How to Find Pick-Your-Own Farms in Your Area



Summer is upon us. It happens every year. I’m not sure why I’m surprised.

One of the best parts of summer in my hungry humble opinion is the availability of fresh produce. Fresh blows the roots off anything you can find in the grocery store.

I’ve been shocked to learn that my suspicious nature has been proven correct at farmers’ markets–some venders are receiving supplies from the same places as the grocery stores. Say wha?! That’s what I read. While the farmers’ markets are still a great option, because you can find any number of legit, hard-working farmers peddling their wares, here’s another option for you:

Pick-your-own farms.

Pick your own farms are abundant throughout the country…except maybe the desert. Here’s what I love about pick-your-owns:

  • You know exactly how fresh the food is.
  • You know exactly where the food came from, right down to the stem on the plant in the row in the field.
  • The prices are almost always significantly lower than anything you’ll find in the grocery stores, and almost always cheaper than the farmers’ markets as well.
  • It is educational. Your kids get out of the house, away from the city, and out onto the land to see where food really comes from.
  • It smells good–the dirt I mean, and the strawberries, and everything else. Maybe it’s because I grew up on a farm, but I love the smell of rich dirt.
  • Your kids can get dirty. Your kids should get dirty. Your kids need to get good and dirty as often as possible. It’s good for their immune systems. It’s good for their kid-ness. It’s just plain good for them to be outside getting sun and fresh air and, yes, dirt, without anyone telling them not to muddy their $65 shoes. Get the $12 Walmart shoes and the $2 thrift store jeans and let the kids get dirty for the love of all things real!
  • Your children are far more likely to try something new if they had a hand in it somehow. That hand can be as simple as selecting it at the grocery store, but the stakes are upped even more if they planted it or picked it themselves.
  • It counts as exercise! Woo hoo! Squats for strawberries, toe raises for cherries and apples.
  • The farmers are right there–you can ask them what goes on their plants and if they’re in bed with MonSatan MonSanto.
  • It’s wholesome family fun. Whee!

Those dirt comments totally made you want to find a pick-your-own farm near you, didn’t they? Good! Check out this website:

PickYourOwn.org

It has to be one of the worst looking sites I’ve run across in quite some time. It totally needs a rehab. I hate it. At the same time, I love it! It shares PYO (I got tired of writing pick-your-own) farms all over the country, and you can search by state and county. Each farm has a write-up and places to go for additional information. It rocks in its out-dated ugliness. Go check it out.
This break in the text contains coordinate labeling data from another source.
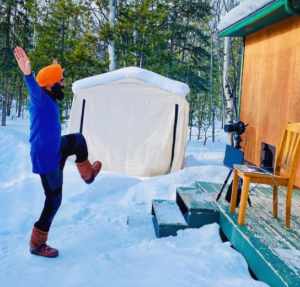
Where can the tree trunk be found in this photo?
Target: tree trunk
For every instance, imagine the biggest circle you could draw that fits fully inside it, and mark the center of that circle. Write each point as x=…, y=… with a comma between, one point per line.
x=226, y=84
x=20, y=99
x=111, y=46
x=4, y=103
x=211, y=92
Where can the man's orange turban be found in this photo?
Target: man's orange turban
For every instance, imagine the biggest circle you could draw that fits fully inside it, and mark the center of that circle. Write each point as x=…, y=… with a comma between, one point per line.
x=49, y=75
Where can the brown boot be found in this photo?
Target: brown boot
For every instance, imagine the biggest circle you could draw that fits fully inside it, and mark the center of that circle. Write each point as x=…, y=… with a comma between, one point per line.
x=87, y=171
x=38, y=244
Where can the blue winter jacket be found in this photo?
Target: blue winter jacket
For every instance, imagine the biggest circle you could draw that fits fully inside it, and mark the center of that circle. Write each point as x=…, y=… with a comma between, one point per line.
x=45, y=129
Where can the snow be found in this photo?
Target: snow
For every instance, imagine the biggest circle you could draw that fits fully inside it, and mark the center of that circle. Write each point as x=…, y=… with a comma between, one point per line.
x=172, y=86
x=242, y=11
x=104, y=230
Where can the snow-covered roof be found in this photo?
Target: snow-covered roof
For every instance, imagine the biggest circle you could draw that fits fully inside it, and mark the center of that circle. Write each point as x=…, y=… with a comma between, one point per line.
x=178, y=88
x=245, y=9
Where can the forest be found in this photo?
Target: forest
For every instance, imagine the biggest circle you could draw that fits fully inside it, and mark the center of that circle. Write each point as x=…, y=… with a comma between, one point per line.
x=175, y=38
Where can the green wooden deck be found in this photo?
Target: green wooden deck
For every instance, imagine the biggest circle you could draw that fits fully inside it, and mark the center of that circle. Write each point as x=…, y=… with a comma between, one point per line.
x=271, y=250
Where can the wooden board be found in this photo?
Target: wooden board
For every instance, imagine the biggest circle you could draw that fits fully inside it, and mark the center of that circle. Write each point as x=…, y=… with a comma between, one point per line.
x=270, y=95
x=197, y=207
x=271, y=250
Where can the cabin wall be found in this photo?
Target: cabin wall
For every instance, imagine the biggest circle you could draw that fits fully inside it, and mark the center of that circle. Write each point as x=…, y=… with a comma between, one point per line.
x=271, y=85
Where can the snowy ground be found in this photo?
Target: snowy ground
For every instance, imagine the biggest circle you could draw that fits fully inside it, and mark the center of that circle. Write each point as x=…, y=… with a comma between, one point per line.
x=97, y=246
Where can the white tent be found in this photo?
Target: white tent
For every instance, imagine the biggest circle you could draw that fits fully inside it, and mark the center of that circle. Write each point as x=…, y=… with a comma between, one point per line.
x=135, y=121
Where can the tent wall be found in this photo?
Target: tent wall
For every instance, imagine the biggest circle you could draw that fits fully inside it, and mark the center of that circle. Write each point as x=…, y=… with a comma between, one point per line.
x=129, y=127
x=271, y=85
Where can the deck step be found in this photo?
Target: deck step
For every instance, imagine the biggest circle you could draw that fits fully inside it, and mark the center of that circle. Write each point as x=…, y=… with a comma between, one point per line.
x=167, y=218
x=196, y=207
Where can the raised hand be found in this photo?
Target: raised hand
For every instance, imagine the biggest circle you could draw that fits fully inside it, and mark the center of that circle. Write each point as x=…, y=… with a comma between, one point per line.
x=23, y=61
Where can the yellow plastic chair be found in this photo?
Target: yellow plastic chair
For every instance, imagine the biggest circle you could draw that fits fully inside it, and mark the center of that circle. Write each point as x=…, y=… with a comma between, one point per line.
x=284, y=174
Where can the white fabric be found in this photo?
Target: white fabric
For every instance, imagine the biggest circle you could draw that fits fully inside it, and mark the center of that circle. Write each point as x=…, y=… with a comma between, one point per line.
x=174, y=87
x=129, y=124
x=242, y=11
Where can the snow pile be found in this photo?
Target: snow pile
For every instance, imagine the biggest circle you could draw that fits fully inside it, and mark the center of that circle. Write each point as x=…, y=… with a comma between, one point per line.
x=174, y=87
x=242, y=11
x=97, y=246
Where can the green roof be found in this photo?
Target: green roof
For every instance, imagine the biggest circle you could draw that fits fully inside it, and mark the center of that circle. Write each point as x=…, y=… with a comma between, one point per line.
x=266, y=16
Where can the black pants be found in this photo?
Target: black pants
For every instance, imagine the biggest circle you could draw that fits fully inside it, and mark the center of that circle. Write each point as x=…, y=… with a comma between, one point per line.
x=73, y=144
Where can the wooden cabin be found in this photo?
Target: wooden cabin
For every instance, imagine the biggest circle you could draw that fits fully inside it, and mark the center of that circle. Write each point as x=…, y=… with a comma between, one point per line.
x=270, y=84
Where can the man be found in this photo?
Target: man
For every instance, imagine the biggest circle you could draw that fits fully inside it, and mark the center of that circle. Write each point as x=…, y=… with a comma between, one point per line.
x=49, y=151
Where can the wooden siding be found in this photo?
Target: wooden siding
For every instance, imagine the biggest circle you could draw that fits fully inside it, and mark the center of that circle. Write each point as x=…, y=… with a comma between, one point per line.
x=271, y=86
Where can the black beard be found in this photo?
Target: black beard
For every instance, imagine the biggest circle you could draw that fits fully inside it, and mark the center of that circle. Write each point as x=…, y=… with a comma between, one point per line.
x=57, y=92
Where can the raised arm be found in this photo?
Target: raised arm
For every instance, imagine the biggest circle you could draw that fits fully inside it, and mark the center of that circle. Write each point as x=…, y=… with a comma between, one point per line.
x=23, y=61
x=33, y=87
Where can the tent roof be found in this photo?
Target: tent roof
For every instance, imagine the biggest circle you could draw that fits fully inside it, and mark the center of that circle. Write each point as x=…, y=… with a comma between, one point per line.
x=251, y=16
x=178, y=88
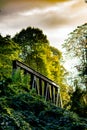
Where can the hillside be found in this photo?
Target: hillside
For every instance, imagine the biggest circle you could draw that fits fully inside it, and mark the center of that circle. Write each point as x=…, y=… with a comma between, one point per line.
x=22, y=109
You can also run a quick search of your own region on Google or (my favorite search engine, since it helps me pay for Christmas presents just by searching) Swagbucks {affiliate link}. Just type in “Pick your own farms in Smyrna, Tennessee”…or wherever you live, since I’m pretty sure you don’t all live in Smyrna–nice place though.

Happy picking! I’ll see you in the fields!

What is your experience with pick-your-own farms?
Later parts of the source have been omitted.